ADB helped the Philippines expand its use of microfinance and learned some valuable lessons along the way.
Poverty rates in the Philippines have generally declined in the last 20 years, but it remains a persistent, widespread problem in the country. The Philippine government has made poverty reduction a high priority.
Microfinance, or the provision of financial services such as loans to poor families, is recognized as a potent method of directly improving the lives of those most in need. When managed correctly, these small loans can be used to build small businesses and develop other income-generating activities that have a long-lasting impact.

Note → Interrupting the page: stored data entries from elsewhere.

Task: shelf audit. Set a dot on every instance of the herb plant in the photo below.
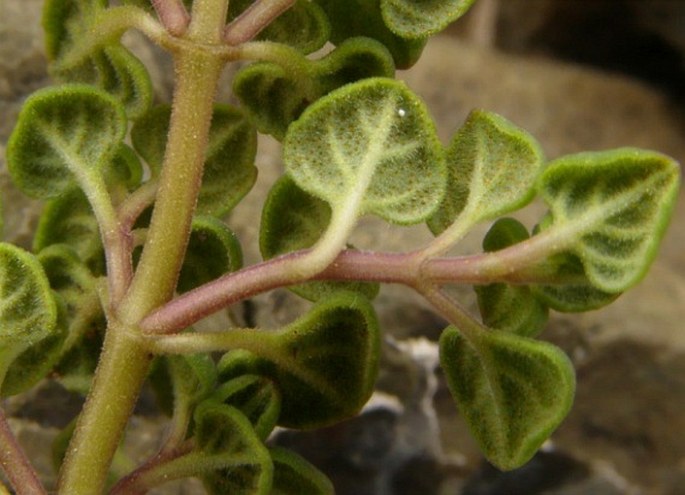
(132, 248)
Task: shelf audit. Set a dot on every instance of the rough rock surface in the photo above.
(626, 431)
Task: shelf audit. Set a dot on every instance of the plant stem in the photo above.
(14, 463)
(124, 362)
(255, 18)
(173, 15)
(518, 264)
(155, 279)
(122, 367)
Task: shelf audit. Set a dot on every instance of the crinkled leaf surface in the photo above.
(303, 26)
(422, 18)
(28, 311)
(213, 250)
(192, 378)
(62, 134)
(328, 360)
(512, 391)
(573, 297)
(492, 167)
(351, 18)
(38, 360)
(611, 209)
(229, 171)
(109, 66)
(125, 172)
(257, 397)
(84, 320)
(69, 220)
(293, 475)
(275, 95)
(233, 457)
(369, 147)
(511, 308)
(293, 219)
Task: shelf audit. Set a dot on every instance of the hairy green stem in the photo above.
(122, 367)
(255, 18)
(173, 15)
(518, 264)
(14, 463)
(124, 362)
(155, 279)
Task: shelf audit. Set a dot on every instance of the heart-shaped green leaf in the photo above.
(422, 18)
(303, 26)
(510, 308)
(512, 391)
(63, 134)
(276, 95)
(293, 475)
(38, 360)
(256, 397)
(369, 147)
(69, 220)
(351, 18)
(611, 209)
(229, 171)
(233, 458)
(182, 382)
(328, 360)
(293, 220)
(492, 168)
(573, 297)
(213, 250)
(28, 312)
(111, 67)
(84, 319)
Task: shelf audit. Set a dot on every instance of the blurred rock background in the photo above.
(579, 75)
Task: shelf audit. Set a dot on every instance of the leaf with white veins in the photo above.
(611, 209)
(369, 147)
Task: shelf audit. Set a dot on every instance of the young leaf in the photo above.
(289, 89)
(293, 475)
(303, 26)
(512, 391)
(328, 360)
(28, 311)
(351, 18)
(492, 168)
(125, 172)
(63, 22)
(421, 18)
(510, 308)
(69, 220)
(229, 171)
(38, 360)
(62, 134)
(213, 250)
(233, 458)
(256, 397)
(574, 297)
(192, 378)
(292, 220)
(369, 147)
(611, 209)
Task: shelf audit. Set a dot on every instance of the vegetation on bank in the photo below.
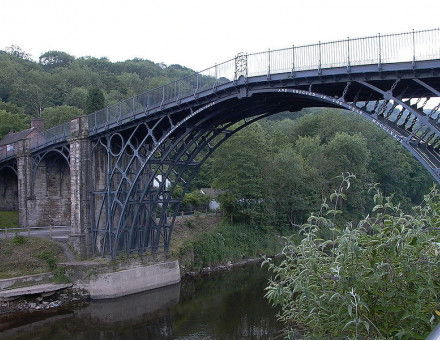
(208, 241)
(378, 278)
(21, 256)
(276, 172)
(8, 219)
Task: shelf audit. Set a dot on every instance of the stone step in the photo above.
(46, 289)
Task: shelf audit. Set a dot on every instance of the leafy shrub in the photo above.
(233, 242)
(378, 279)
(18, 240)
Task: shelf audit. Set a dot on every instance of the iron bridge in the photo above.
(145, 147)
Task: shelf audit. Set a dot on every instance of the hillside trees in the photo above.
(276, 172)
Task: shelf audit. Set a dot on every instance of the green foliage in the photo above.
(11, 122)
(51, 59)
(18, 239)
(95, 100)
(60, 114)
(8, 219)
(231, 243)
(11, 108)
(276, 171)
(377, 279)
(50, 259)
(195, 200)
(60, 79)
(29, 257)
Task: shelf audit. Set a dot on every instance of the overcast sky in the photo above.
(198, 33)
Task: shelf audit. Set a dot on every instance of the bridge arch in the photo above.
(50, 197)
(183, 144)
(8, 187)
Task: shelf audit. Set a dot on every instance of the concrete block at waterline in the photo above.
(25, 280)
(133, 280)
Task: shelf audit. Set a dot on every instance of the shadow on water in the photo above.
(227, 305)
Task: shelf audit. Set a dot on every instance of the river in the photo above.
(225, 305)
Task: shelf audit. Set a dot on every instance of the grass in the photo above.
(28, 255)
(8, 219)
(206, 241)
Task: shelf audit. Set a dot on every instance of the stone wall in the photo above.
(49, 202)
(8, 190)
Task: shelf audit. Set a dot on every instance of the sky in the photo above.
(197, 33)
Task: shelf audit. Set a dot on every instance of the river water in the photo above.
(225, 305)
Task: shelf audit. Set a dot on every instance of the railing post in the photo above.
(268, 66)
(163, 96)
(215, 76)
(293, 61)
(319, 57)
(379, 65)
(414, 49)
(197, 84)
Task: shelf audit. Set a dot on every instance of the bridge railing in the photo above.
(7, 151)
(50, 136)
(379, 49)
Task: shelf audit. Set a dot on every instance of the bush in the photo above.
(378, 279)
(18, 240)
(232, 242)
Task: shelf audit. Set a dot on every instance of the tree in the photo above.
(95, 100)
(10, 122)
(376, 279)
(11, 107)
(60, 114)
(51, 59)
(17, 51)
(77, 97)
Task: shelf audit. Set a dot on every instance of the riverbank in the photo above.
(204, 245)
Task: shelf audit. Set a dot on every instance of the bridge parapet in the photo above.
(377, 50)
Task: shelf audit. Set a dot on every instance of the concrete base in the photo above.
(78, 244)
(44, 289)
(133, 280)
(25, 280)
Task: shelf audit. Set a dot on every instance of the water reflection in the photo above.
(228, 305)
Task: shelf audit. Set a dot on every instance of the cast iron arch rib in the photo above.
(171, 155)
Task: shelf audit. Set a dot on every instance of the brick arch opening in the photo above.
(49, 204)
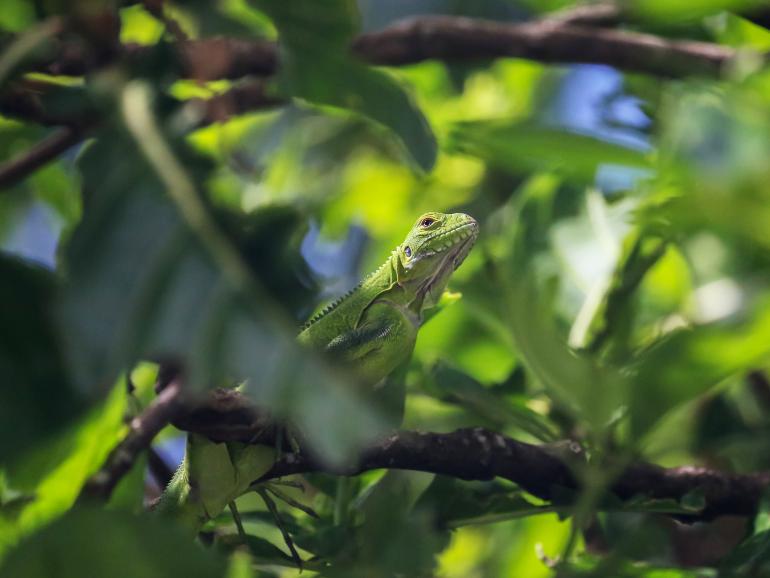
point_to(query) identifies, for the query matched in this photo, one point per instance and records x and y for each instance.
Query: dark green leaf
(118, 545)
(37, 398)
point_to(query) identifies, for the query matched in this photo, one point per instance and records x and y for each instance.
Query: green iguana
(373, 328)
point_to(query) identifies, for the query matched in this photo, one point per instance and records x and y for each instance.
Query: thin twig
(453, 38)
(238, 523)
(278, 522)
(40, 154)
(142, 429)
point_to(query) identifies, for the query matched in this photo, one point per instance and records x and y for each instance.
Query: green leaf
(55, 473)
(118, 545)
(37, 398)
(142, 285)
(688, 9)
(524, 147)
(525, 276)
(450, 384)
(750, 558)
(261, 550)
(17, 15)
(316, 66)
(689, 362)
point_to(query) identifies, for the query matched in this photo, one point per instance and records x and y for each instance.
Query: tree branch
(39, 155)
(455, 38)
(570, 38)
(143, 428)
(479, 454)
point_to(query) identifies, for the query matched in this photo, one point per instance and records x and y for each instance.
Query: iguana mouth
(457, 252)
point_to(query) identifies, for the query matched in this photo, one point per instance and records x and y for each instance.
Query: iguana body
(373, 328)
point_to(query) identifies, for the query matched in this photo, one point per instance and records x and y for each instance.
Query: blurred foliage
(618, 295)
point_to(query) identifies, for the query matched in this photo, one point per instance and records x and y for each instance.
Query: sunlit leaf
(141, 285)
(521, 147)
(316, 66)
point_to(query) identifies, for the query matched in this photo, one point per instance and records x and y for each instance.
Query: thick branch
(143, 429)
(454, 38)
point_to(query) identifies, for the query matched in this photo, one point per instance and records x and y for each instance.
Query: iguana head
(433, 249)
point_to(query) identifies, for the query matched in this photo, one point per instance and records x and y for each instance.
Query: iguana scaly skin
(373, 328)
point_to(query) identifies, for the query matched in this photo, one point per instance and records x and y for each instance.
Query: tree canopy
(183, 183)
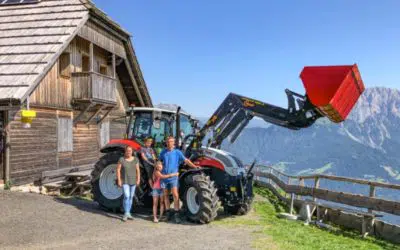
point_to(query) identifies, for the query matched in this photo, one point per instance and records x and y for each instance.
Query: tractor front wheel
(104, 183)
(200, 200)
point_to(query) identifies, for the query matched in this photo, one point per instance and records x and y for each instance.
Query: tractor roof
(146, 109)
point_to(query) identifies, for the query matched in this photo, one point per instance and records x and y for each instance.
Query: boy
(148, 156)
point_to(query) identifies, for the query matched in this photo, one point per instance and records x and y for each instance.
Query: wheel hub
(192, 200)
(108, 183)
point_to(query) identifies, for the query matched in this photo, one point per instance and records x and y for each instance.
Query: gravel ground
(32, 221)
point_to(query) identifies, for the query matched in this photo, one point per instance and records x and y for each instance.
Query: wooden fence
(283, 185)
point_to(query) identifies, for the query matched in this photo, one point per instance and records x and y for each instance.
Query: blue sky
(193, 53)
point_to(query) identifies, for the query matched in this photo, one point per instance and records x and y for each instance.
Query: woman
(128, 179)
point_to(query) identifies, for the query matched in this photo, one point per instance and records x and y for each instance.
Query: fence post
(301, 184)
(316, 185)
(371, 194)
(269, 179)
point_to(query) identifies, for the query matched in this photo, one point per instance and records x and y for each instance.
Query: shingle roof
(32, 36)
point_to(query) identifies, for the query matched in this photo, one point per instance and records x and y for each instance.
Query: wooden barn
(77, 69)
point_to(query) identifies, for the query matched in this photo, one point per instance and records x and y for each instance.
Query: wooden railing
(371, 202)
(94, 86)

The Philippine government has recognized the efficacy of microfinance and has made progress in promoting the development practice. It has also prioritized the need to accelerate the use of microfinance and expand its reach across the country. In 2005, more than two-thirds of poor families, or 17 million people, did not have access to microfinance.

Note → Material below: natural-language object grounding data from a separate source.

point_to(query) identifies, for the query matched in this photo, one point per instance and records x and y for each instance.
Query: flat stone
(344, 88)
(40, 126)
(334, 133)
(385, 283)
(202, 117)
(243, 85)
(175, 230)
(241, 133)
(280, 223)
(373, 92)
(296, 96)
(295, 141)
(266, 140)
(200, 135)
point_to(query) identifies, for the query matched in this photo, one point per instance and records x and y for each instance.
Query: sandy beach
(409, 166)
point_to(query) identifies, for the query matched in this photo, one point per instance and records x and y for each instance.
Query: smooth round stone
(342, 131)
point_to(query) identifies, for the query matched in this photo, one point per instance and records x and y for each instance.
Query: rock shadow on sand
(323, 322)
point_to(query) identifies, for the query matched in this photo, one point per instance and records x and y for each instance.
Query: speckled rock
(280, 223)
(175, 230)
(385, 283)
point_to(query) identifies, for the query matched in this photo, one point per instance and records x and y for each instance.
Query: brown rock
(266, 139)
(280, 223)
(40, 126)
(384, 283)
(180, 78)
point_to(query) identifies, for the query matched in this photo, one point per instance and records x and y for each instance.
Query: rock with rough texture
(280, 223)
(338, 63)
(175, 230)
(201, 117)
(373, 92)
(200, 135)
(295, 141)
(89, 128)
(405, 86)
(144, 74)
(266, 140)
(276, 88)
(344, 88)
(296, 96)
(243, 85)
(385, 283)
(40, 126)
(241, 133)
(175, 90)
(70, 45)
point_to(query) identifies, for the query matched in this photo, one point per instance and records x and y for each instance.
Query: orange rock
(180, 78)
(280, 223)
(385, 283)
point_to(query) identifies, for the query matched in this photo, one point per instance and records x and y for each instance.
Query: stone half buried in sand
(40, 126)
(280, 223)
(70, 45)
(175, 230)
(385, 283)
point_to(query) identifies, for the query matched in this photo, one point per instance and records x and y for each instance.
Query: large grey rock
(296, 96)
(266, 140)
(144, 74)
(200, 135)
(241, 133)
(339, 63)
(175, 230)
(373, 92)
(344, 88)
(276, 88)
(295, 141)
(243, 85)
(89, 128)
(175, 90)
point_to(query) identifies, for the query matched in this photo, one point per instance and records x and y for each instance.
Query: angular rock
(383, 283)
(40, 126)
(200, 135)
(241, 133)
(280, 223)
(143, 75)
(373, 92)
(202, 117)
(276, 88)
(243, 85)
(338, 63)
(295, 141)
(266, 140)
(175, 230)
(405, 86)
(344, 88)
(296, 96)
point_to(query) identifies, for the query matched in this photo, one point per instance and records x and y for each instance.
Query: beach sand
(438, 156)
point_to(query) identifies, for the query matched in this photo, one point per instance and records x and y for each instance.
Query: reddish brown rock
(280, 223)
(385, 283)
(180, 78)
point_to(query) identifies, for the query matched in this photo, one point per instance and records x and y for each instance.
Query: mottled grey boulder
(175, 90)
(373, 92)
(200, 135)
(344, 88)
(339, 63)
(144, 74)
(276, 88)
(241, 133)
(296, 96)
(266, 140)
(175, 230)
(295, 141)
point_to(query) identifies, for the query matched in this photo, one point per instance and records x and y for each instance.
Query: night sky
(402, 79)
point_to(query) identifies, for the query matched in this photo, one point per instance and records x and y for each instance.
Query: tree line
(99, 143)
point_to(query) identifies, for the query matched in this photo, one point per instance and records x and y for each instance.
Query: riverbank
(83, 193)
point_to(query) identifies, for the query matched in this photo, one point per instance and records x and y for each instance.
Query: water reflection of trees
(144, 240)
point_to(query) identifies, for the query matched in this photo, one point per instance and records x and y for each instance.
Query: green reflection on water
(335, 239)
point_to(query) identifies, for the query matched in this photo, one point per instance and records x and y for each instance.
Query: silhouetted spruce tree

To help the Philippines expand its use of microfinance to assist poor families, ADB in November 2005 began the Microfinance Development Program. The program, supported by a $150 million loan from ADB, sought to help the Philippines achieve the Millennium Development Goals, including the eradication of extreme hunger and poverty, and the empowerment of women, through the use of microfinance.
Specifically, the program sought to increase the number of users of microfinance and expand financial literacy and consumer protection for the poor. It also sought to build viable institutions that could provide efficient and cost-effective microfinance services and improve the policy and regulatory oversight of the industry.
The program assisted the Philippines in more than doubling the number of active microfinance clients in the country, from 2.4 million in 2006 to 5.5 million in 2008. During the same period, about 2.6 million jobs were created, according to the program completion report produced by ADB.
In addition, the program took a wider view of microfinance than simply lending. This included helping to increase the number of microfinance institutions that offered microsavings and microinsurance services. In December 2007, at the conclusion of the program, there were six mutual benefit associations offering microinsurance to 518,307 policy holders.
The program helped make microfinance institutions in the Philippines more sustainable by assisting in the adoption of performance standards by government regulatory agencies and those doing business related to microfinance. These standards promoted legal and ethical practices within the microfinance industry, whose clients can be vulnerable to exploitation.
Working in coordination with the Philippine government, the program promoted the use of electronic banking, particularly with mobile phone technology. This lowers costs and saves time for microfinance clients, who often make multiple small loan payments a month. Rather than physically visiting a microfinance office, or relying on a go-between, the client can pay quickly and cheaply using their mobile phone.
The program also helped create new legislation, bolster a government regulatory agency and produced a consumer protection guidebook that helped improve the oversight of the industry and while increasing the financial understanding of clients.
The program faced significant challenges. For instance, it sought to level the playing field in terms of taxation on microfinance institutions. Some microfinance institutions are considered non-government organizations and enjoy tax-exempt status while others do not. Tax-exempt non-government organizations vigorously opposed these efforts and at the end of the program, the status quo remained.
An attempt to increase the efficiency of a government agency involved in microfinance through privatization failed. More progress could have been made toward privatization had the program taken more concrete steps toward achieving the goal.
In addition, a website created with the support of the program could not effectively receive complaints from the public due to lack of awareness and technology limitations. The lesson learned in this instance was that the program could have more fully investigated the capacity of the website operator to sustain its new, enhanced functions.
After the completion of the program in December 2007, efforts continued to align the new laws, manuals, and government agencies associated with microfinance. There were also efforts to maintain market-based principles in the conduct of microfinance, particularly in dealing with micro, small, and medium-sized enterprises.
As the number of microfinance clients increased under the program, the need for an efficient microfinance credit system became clear and was identified as a priority for future work. A need was also recognized for an expansion of microinsurance in the Philippines and for an increase in support for the financing of microenterprises.